Le droit à l’éducation qui se trouve respectivement inscrit dans l’une et l’autre de ces institutions correspond alors à des fondements distincts. La famille porte en elle un droit « naturel », qui est tout autant à ce titre un devoir, à transmettre les apprentissages utiles à la perpétuation de l’existence. L’école assume quant à elle l’exigence d’intégrer chaque enfant à une société élargie, où prévaut un intérêt distinct et supérieur à celui de l’individu. La famille porte en elle l’affectivité du lien humain, la relation fusionnelle à un autre qui est en même temps soi-même, pour lequel la transmission à autrui est indistinctement perpétuation de soi. L’école instaure un lien différent, proprement rationnel et établi sur l’intérêt élargi, où il convient de respecter y compris celui que l’on n’aime pas et qui nous est étranger. La morale républicaine se rapproche ainsi de celle du bon Samaritain, elle perpétue l’obligation envers l’autre qui ne nous est pas affilié et qu’il convient cependant de respecter éminemment. Pour la famille, la morale est affective et le lien d’amour qui la constitue en caractérise en même temps les limites. Pour l’école, les valeurs sont avant tout impersonnelles, et la république se fonde sur une abstraction des individus réels pour une seule représentation du bien commun. On peut ainsi mesurer toute l’importance d’une telle différence. Les morales « familiales » trouvent en effet une authentique continuité dans les morales religieuses, religare, faites pour relier les hommes sur fond d’un lien affectif et communautaire – à l’exception notable du christianisme qui a introduit la valeur de l’universel : catholicus signifiant littéralement ce qui se rapporte au monde entier. C’est alors ce fondement affectif et personnalisé qui se trouve dépassé dans la morale républicaine. En son acception extrême, si la République de Platon vise à la suppression pure et simple de la famille, c’est afin que le citoyen se libère en quelques sortes de ce lien exclusif qui le conduit à des préférences et à une certaine désunion à l’égard de l’intérêt collectif. 

Les tensions entre famille et école ne sont donc pas, en cette acception historique, nouvelles. Elles constituent même une opposition classique dans la compréhension du lien social. Pour autant, leur actuel surgissement interroge par le caractère inédit de sa formulation. Certains reprochent en effet à l’école d’attaquer directement les fondements de la famille en poussant jusqu’en ses extrémités – celles de la théorie du genre qui relativise jusqu’à l’outrance toute identité sexuelle – une conception républicaine de la tolérance.

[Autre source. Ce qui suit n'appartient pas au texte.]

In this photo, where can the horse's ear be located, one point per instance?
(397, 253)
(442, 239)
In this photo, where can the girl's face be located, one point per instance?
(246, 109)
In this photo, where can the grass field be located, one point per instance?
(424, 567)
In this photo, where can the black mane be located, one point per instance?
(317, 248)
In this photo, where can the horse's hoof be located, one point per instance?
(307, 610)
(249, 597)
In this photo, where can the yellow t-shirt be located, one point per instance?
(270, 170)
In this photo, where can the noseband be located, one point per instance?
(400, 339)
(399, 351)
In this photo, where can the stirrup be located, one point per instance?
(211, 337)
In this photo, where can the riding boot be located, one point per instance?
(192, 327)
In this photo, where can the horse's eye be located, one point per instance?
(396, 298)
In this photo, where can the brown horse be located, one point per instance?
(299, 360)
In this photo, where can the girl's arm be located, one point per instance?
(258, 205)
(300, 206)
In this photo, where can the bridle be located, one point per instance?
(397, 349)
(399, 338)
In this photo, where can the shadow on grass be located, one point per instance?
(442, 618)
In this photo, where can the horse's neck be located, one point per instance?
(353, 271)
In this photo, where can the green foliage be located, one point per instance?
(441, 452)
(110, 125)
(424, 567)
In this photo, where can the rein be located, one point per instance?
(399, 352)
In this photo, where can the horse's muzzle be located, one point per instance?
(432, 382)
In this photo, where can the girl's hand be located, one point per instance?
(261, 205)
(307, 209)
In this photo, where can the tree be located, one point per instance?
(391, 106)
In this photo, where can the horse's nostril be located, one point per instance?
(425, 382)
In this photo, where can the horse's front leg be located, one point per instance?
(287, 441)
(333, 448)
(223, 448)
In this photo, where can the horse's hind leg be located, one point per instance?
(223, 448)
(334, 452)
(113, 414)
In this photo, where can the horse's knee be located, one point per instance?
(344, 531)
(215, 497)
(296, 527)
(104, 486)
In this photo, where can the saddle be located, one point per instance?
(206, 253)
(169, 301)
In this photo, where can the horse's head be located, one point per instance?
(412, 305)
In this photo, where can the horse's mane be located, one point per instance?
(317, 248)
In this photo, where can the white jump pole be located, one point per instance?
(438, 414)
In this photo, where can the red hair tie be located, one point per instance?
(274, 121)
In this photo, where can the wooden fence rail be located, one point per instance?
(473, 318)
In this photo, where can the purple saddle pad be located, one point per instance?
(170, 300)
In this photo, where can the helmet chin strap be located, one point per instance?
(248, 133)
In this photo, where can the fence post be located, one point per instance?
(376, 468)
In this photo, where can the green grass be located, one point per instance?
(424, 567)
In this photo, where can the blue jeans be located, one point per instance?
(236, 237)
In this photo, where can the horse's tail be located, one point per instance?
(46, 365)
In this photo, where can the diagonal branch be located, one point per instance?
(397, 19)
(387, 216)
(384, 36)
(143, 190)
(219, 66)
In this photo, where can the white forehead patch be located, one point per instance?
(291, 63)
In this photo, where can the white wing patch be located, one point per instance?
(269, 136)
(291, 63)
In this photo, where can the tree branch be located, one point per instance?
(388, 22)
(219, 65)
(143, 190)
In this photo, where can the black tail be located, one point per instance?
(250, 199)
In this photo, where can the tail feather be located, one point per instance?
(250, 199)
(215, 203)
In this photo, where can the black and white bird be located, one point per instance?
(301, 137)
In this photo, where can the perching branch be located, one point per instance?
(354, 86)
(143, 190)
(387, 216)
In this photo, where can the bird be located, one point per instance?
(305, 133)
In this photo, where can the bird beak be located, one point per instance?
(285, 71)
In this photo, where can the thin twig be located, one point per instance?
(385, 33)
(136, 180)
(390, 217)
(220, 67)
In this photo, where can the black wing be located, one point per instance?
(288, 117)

La question du choix de la sexualité est en effet la plus fondamentale, puisqu’elle noue les sujets de la naturalité des orientations et celle de l’identité personnelle. Mon identité sexuelle est-elle choisie ou contrainte ? Ma liberté est-elle ou non impliquée dans cette appartenance ? Ma culture d’origine me conduit-elle à choisir ? Ces questions excèdent le problème de la tolérance : elles en complexifient même, en un certain sens, la promotion en identifiant la sexualité à un choix, et donc à une responsabilité personnelle. Et au-delà des rumeurs persistantes, l’école ne soulève pas, n’a jamais soulevé en des termes aussi caricaturaux, des questions aussi subtiles et sensibles à la fois. Elle serait d’ailleurs bien mal inspirée de le faire, tant de telles approches desserviraient gravement la cause de la tolérance. Pour autant, l’inquiétude qui s’est exprimée à cette occasion mérite que l’on tranche le problème : aurait-elle finalement, dans l’absolu, le droit de le faire ?

Lorsqu’il s’agit pour l’école d’enseigner aux enfants le respect inconditionnel de leurs droits, l’intégrité de leur corps et la dignité de leur personne, nul ne peut exprimer de réserves. La condamnation de l’excision ou des mariages « arrangés » de jeunes filles contrevient certes à des pratiques culturelles, mais la morale républicaine exerce son droit incontestable à préserver en chaque enfant l’universelle dignité de sa personne. Si des familles peuvent promouvoir des usages criminels, il est du devoir de l’école de les contredire par tous les moyens de son action éducative. Il en est de même de tout endoctrinement qui avilie l’individu et prive la personne de sa liberté de conscience.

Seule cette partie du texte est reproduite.